The Treasury plans to transform the role of financial regulators to ensure that they promote the city’s global competitiveness.
Last year, the Treasury launched a consultation on how the role of financial regulators should adapt once the UK leaves the EU. With the Treasury now planning to respond to the report in the fall, ministers have hinted that financial regulators may be required to factor Britain’s global position in the financial services sector into policy decisions.
“Now that we have left the EU, it is right that we consider how the regulatory framework has to adapt to be suitable for the future,” said a spokesperson for the Treasury.
“We are working closely with the FCA and PRA to ensure that the UK remains an open, green and technologically advanced financial services sector, based on high regulatory standards.
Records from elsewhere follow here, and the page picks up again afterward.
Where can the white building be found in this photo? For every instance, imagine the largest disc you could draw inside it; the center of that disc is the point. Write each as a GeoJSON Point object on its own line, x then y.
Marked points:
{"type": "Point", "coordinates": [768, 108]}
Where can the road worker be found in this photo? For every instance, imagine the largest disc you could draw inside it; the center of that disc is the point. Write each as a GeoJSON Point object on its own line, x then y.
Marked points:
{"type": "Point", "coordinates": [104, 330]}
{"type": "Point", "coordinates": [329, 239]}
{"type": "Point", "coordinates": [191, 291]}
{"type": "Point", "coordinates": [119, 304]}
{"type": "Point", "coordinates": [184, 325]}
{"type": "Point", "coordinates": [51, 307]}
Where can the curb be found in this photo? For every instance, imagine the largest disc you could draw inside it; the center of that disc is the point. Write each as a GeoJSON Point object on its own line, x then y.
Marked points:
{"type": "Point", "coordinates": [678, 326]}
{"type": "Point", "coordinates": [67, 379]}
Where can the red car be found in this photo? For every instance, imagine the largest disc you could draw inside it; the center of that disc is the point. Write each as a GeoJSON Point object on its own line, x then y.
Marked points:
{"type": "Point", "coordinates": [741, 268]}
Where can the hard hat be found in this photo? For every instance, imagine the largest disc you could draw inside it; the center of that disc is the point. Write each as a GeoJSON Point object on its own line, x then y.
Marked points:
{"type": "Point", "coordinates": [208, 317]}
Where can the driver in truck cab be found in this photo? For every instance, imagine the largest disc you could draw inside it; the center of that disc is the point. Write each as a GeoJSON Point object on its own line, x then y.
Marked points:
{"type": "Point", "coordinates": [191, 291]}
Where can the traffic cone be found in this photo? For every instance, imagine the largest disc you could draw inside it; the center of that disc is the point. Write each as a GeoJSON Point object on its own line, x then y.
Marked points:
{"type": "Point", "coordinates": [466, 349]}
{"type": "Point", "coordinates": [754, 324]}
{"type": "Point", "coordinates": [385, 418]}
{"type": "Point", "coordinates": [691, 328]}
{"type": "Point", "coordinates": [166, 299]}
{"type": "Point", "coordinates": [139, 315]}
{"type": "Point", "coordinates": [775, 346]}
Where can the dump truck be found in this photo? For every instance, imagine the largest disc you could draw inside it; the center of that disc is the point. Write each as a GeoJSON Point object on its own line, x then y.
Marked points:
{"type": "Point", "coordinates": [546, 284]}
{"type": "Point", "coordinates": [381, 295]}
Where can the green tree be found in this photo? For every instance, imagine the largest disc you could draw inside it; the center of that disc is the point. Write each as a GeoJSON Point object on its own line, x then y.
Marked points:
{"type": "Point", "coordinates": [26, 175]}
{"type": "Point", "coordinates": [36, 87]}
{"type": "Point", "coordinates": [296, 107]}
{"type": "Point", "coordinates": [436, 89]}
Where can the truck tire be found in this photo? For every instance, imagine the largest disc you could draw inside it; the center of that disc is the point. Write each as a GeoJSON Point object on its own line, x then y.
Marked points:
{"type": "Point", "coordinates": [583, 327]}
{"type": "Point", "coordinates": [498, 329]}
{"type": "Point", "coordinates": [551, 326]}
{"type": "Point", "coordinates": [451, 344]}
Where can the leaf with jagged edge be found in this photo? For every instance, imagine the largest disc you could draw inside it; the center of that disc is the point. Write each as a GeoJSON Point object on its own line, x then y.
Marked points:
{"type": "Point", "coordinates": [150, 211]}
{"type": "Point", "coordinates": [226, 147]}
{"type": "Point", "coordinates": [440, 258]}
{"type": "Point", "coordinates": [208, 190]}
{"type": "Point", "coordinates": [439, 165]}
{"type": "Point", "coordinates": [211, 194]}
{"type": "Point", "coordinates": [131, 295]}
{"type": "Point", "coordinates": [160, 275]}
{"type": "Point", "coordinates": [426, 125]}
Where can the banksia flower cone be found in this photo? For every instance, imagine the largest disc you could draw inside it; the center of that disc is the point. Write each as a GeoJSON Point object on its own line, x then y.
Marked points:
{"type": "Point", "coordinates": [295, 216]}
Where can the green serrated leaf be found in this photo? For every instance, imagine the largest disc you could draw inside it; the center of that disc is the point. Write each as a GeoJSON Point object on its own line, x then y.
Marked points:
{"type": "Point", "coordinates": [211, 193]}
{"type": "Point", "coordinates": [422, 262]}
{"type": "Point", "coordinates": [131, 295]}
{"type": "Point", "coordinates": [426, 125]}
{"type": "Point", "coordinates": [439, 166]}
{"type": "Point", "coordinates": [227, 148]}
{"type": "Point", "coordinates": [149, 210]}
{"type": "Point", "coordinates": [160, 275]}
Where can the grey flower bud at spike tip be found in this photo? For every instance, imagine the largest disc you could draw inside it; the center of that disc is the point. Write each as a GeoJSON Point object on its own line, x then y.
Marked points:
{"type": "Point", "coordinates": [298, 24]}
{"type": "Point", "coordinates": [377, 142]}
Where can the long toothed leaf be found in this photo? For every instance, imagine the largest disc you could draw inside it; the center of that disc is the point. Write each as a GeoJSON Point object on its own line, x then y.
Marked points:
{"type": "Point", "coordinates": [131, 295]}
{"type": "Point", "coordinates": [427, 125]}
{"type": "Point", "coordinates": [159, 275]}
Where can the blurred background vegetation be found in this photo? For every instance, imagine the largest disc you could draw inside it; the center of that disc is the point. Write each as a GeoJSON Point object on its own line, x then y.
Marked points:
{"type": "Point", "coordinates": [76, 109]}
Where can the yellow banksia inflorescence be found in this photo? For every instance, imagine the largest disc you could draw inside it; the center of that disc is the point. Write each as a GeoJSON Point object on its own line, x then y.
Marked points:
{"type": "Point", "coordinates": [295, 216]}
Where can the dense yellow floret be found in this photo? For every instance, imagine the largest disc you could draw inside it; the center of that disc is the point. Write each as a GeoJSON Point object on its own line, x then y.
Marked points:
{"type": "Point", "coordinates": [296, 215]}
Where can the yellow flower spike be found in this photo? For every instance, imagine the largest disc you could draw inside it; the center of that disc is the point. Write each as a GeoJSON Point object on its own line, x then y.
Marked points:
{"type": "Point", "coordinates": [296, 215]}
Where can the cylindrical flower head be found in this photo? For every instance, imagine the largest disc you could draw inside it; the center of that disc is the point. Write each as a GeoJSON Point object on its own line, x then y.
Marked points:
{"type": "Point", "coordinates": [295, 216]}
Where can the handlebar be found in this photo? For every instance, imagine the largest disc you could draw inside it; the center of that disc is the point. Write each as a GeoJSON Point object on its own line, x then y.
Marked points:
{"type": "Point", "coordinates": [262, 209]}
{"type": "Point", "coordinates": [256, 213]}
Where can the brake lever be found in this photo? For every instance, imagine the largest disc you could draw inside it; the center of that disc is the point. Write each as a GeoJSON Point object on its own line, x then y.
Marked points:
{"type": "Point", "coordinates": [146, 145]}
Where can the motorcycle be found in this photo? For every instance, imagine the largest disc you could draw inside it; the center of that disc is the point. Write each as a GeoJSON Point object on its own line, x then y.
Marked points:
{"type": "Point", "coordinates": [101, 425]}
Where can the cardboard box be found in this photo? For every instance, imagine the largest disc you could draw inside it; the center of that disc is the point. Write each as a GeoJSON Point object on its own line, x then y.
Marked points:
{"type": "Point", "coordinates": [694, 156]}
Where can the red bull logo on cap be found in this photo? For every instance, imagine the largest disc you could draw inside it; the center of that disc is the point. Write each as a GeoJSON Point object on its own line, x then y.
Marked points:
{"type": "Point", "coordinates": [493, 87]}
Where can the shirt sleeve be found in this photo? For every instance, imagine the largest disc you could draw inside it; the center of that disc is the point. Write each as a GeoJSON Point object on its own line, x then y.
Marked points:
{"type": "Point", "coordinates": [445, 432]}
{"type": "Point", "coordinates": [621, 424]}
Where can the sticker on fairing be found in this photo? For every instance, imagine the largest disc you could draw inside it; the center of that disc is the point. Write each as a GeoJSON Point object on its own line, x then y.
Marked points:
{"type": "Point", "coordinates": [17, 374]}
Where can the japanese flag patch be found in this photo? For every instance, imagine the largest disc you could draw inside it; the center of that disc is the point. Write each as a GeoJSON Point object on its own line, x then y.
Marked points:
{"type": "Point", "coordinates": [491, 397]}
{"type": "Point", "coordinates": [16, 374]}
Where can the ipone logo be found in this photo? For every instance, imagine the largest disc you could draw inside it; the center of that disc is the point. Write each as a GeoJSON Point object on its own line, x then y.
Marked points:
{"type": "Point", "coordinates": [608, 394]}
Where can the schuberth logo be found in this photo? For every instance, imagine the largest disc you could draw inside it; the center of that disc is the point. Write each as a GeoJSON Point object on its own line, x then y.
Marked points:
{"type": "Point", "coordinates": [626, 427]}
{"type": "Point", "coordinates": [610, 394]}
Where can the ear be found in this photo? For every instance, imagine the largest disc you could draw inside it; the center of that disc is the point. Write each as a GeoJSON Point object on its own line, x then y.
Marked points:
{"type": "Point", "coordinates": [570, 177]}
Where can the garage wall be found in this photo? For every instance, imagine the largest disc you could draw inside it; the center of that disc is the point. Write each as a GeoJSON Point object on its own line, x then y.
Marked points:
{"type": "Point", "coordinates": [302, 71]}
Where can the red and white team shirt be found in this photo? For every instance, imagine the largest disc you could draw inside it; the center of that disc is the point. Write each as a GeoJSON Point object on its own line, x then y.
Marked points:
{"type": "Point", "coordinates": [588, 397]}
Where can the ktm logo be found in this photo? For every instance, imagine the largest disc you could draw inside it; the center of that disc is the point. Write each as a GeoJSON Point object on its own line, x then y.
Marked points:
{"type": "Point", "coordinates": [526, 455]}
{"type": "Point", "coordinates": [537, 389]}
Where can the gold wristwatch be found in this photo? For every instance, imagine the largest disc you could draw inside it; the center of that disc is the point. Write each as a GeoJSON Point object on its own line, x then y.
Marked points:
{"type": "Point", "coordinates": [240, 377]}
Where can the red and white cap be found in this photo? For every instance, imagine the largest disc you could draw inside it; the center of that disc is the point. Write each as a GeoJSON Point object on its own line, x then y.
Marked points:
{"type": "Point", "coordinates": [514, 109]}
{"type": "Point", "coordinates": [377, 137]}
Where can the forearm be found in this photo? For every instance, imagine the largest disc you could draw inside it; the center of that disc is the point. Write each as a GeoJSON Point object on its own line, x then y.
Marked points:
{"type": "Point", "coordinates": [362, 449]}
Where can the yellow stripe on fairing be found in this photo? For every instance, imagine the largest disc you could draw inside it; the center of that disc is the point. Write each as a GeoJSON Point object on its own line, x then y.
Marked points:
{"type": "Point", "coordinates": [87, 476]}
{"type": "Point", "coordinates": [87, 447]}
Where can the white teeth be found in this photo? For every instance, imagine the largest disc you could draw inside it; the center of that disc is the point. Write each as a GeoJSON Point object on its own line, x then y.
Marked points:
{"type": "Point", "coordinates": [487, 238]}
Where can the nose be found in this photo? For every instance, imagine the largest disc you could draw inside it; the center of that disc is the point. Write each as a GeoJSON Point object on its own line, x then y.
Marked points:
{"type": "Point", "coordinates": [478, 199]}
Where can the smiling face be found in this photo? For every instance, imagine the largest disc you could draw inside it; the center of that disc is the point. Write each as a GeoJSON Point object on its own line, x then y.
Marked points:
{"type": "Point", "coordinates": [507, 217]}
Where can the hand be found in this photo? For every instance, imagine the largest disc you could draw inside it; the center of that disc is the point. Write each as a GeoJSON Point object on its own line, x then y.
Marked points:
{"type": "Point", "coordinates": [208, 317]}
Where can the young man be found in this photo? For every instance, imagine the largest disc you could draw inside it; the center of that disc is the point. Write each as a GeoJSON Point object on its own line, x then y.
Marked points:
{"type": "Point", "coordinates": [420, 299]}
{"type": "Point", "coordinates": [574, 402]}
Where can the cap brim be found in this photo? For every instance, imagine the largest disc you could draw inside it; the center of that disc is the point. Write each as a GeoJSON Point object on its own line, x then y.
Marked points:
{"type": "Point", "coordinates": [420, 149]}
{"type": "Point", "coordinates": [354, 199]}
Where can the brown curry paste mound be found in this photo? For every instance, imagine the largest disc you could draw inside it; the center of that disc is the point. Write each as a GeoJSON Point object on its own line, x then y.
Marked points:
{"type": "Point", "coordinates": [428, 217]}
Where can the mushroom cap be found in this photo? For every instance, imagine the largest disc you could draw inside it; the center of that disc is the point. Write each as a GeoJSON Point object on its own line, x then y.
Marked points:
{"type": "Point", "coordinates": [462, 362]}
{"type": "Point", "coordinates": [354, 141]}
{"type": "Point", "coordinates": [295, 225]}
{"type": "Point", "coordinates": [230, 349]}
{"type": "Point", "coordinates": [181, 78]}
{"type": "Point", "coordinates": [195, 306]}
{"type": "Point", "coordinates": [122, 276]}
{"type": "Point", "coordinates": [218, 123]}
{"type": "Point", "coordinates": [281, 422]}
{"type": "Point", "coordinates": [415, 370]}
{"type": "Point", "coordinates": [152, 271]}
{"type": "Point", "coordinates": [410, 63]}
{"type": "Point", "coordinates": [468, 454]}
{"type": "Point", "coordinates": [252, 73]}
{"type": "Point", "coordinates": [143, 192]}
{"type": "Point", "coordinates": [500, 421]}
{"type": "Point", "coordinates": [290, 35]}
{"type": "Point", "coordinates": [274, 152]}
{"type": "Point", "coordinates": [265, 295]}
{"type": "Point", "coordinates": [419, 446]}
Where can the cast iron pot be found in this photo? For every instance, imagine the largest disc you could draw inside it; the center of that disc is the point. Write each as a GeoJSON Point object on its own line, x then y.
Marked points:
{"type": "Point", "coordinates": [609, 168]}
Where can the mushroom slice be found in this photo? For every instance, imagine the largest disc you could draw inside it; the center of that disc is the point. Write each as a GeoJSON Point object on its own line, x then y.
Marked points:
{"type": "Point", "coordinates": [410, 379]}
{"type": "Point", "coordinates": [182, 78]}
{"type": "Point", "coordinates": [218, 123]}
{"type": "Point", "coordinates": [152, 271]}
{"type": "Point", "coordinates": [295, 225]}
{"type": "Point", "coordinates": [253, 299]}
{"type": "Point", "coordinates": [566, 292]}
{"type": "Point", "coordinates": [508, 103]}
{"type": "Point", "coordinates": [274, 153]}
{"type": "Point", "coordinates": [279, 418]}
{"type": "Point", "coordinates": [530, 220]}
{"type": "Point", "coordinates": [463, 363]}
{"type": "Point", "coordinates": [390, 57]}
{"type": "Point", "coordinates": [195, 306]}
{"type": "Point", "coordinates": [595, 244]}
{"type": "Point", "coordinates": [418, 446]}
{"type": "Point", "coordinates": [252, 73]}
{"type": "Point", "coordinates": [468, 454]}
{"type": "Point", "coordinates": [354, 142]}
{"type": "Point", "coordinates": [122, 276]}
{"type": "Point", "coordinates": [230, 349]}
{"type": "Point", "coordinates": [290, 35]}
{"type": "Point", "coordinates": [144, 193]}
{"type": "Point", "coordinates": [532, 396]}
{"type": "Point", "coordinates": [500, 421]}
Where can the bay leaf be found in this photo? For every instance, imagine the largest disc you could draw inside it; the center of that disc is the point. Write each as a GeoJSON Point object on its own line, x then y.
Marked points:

We are reviewing the responses to our consultation and will be releasing a second consultation in the fall, ”they confirmed.
It comes after City Minister John Glen told financial services firms that regulators need to wake up and “smell the coffee” on their role in making the sector more competitive. In a private meeting, Glen called for a “reset” of the “relationship between the Treasury, Parliament and our regulators,” the Times first reported.
According to the Times, the Treasury could make competitiveness an official part of the mandate of UK regulators.
One option being considered is to make competitiveness a legal requirement for regulators such as the Financial Conduct Authority and the Prudential Regulation Authority, which means that regulators should take these concerns into account in policymaking.
A less drastic approach could see competitiveness introduce a secondary regulatory principle, behind consumer protection and fairness.
Businesses in the city have lobbied the government to make competitiveness a goal for regulators as the UK’s financial services sector loses business to financial capitals in Europe and the US, with Amsterdam overtaking London as the continent’s largest equity trading center in January.